Johannesburg, South Africa, is the economic—and by many accounts cultural—center of South Africa. The history here is both deep and recent, with the ink on the pages of history books concerning epochs—such as apartheid—still drying.
The city, commonly referred to as Jozi or Joburg by locals, is the second largest city on the African continent behind Cairo, Egypt. With a population around 4.5 million, it is the largest city in the world not built on or near a major river, lake, ocean or coastline of any kind.
The Coca Cola Dome in the city of Johannesburg will host the 2014 Africa Regional. With a high density of CrossFit affiliates within a few minutes of the venue it should be packed with randy CrossFit enthusiasts. What? The Rand is the official currency in South Africa. What were you thinking?
The stakes in Africa are high; David Levy, Rika Diedericks and CrossFit Platinum are looking to go to back Carson, California.

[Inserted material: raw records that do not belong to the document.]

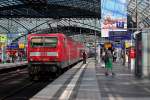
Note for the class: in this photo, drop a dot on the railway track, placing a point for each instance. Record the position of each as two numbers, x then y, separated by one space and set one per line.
17 86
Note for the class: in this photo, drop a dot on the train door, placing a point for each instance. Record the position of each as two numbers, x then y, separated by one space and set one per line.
138 60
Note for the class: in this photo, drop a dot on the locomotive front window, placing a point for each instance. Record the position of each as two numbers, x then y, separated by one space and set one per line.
36 41
44 41
50 41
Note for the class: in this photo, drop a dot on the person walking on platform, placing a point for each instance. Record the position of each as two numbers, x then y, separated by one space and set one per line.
84 55
108 63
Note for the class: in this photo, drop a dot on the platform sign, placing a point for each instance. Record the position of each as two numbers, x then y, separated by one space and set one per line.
114 16
21 46
119 35
13 46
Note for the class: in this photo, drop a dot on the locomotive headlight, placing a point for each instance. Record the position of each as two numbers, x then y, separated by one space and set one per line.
31 59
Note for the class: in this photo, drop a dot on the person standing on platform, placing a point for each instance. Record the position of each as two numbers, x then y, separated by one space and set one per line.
108 63
84 55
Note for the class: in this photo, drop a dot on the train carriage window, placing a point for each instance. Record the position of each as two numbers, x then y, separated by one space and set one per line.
50 41
44 41
36 41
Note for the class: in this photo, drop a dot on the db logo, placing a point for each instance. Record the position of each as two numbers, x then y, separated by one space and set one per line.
43 54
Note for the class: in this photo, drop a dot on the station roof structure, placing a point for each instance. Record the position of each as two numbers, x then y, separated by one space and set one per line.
139 11
27 16
50 8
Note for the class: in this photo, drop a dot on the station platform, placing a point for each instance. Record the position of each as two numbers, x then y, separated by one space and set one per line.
12 65
88 82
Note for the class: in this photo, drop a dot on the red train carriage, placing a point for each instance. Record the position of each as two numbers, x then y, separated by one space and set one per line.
50 53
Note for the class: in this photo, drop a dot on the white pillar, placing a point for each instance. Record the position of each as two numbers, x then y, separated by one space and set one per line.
132 65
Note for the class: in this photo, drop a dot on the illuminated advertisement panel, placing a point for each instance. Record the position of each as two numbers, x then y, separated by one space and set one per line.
114 16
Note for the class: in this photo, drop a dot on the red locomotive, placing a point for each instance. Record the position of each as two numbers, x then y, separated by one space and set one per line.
50 53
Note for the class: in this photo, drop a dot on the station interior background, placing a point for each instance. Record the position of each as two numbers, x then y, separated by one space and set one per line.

Fitness is in good supply in South Africa; there are more than 20 CrossFit affiliates within just a few minutes of the regional venue. CrossFit Platinum, last year’s Games qualifiers from the Africa Region, is just 12 km from the Coca Cola Dome.
To find all the CrossFit affiliates in Johannesburg, visit map.crossfit.com.
If you’re in Joburg for this shindig, you’ll want to get a feel for the local culture. This should start with your taste buds, of course. South Africa seems to be the origin of the eat-like-a-fat-kid gene (which I definitely have two copies of) evidenced by foods like Bunny Chow, which is a hollowed out half a loaf of bread, filled with … well, whatever. The South Africans are also fond of vetkoek, or deep-fried dough with delicious fillings. It’s almost as if they hired the 20-year-old drunk college student version of me to create their cuisine. I might move there.
If you’re looking to keep things on point, nutritionally, you may have to work harder at it than you’re used to. “Eating clean is not as widespread in South Africa as in Europe and the U.S.,” said Gail Mathewson, an athlete at CrossFit Bryanston.
“Maboneng Precinct in Johannesburg CBD (Central Business District) has a Sunday market that would be good for clean eaters,” Mathewson added. “Neighbourgoods Market in Braamfontein has a Saturday market, also good for the clean eaters among us.”
The Eco Urban Café at The Living Room is “a vibey spot with magnificent views over 'Jozie' city, a unique boutique nursery and health cafe that has the most creative and delicious cocktails and smoothies,” said Cindy Ellis, athlete and photographer at CrossFit Double Platinum.
If you’re interested in a wider range of choices, Ellis suggested the Fourways Farmers Market: “A great mix of guilty and not so guilty treats, ranging from organic, seasonal vegetables and herbs, grass-fed beef, organic cheeses, cupcakes and decadent confectionary, Balkan burgers, German flammkuchen, Dutch krokketen, Belgian waffles and Dutch poffertjes and craft beer and cider on tap.”
If you’re like me, and you want to try some of this amazing sounding local fare, regardless of the dietary consequences, Mathewson said, “Dirty eating is easier. The suburb of Parkhurst 4th Avenue has a selection, such as Jolly Roger for pub grub and good beer, excellent atmosphere.”
After you’ve had your fill of the local fare there is a lot to see in Joburg. Ellis suggested checking out Arts on Main in Maboneng Precinct for a fine dose of culture.
If you’re interested in testing your monostructural training, visit the Lion Park, which “is home to more than 85 lions, including the rare white lions, and many other carnivores such as cheetah, wild dog, various hyena,” Ellis added.
Bungee jumping and more can be found at Orlando Towers, which Ellis called, “The world’s first bungee between two cooling towers.”
Mathewson suggested taking a tour. “Johannesburg is a relatively young city in European and U.S. historical terms, but an interesting history nonetheless,” she said. “I would suggest visitors go on a Soweto Guided Tour … you can visit Nelson Mandela’s home in Soweto, as well as that of Bishop Tutu on Vilikazi Street Soweto.”
Tours of Gold Reef City are also available, exploring the discovery of gold in the area and the beginnings of Johannesburg.
Of course, no trip to South Africa would be complete without visiting the Apartheid Museum, which Mathewson said, “Is a favorite with tourists who want to learn about South Africa’s history.”
No matter where you’re coming from, South Africa has many elements unlike your home. Appreciate the culture and stay for the vetkoek. And make sure you get in enough training not to end up an appetizer for the indigenous wild life at the Lion Park.